One of my new obsessions is pecans – in my oatmeal, on my ice cream, and just plain. So tonight, I thought I’d try them on chicken, and they didn’t disappoint. The pecan “breading” gave the chicken the most delicious crunchy texture and nutty flavor. Plus they’re good for you!
Pecan Chicken with Tortellini (from MyRecipes.com)
- 2 (9-oz.) packages refrigerated cheese-filled tortellini
- 4 (4-oz.) chicken breast cutlets
- 1/2 teaspoon salt
- 1/4 teaspoon freshly ground pepper
- 3/4 cup finely chopped pecans
- 1 large egg, lightly beaten
- 3 tablespoons olive oil
- 1/2 cup butter
- 3 garlic cloves, thinly sliced
- 3 tablespoons chopped fresh basil
- 3 tablespoons chopped fresh parsley
- 1/4 cup (1 oz.) shredded Parmesan cheese (optional)
- Prepare tortellini according to package directions.
- Meanwhile, sprinkle chicken with salt and pepper. Place pecans in a shallow bowl. Place egg in a second bowl.

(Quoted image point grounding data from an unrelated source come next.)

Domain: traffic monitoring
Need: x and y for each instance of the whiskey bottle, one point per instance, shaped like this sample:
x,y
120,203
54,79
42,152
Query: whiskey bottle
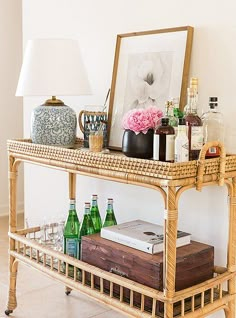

Dip chicken in egg mixture, allowing excess to drip off. Dredge chicken in pecans, pressing firmly to adhere.
- Cook chicken in hot oil in a large nonstick skillet over medium-high heat 2 minutes on each side or until done. Remove from skillet; wipe skillet clean.
- Melt butter in skillet over medium heat. Add garlic, and sauté 5 to 7 minutes or until garlic is caramel-colored and butter begins to turn golden brown. Immediately remove from heat, and stir in basil, parsley, and hot cooked tortellini. Sprinkle with cheese. Serve immediately with chicken.
While I didn’t make enough chicken to take leftovers for lunch tomorrow (Bob gets the extra chicken), I did have some extra tortellini and pecan topping to take.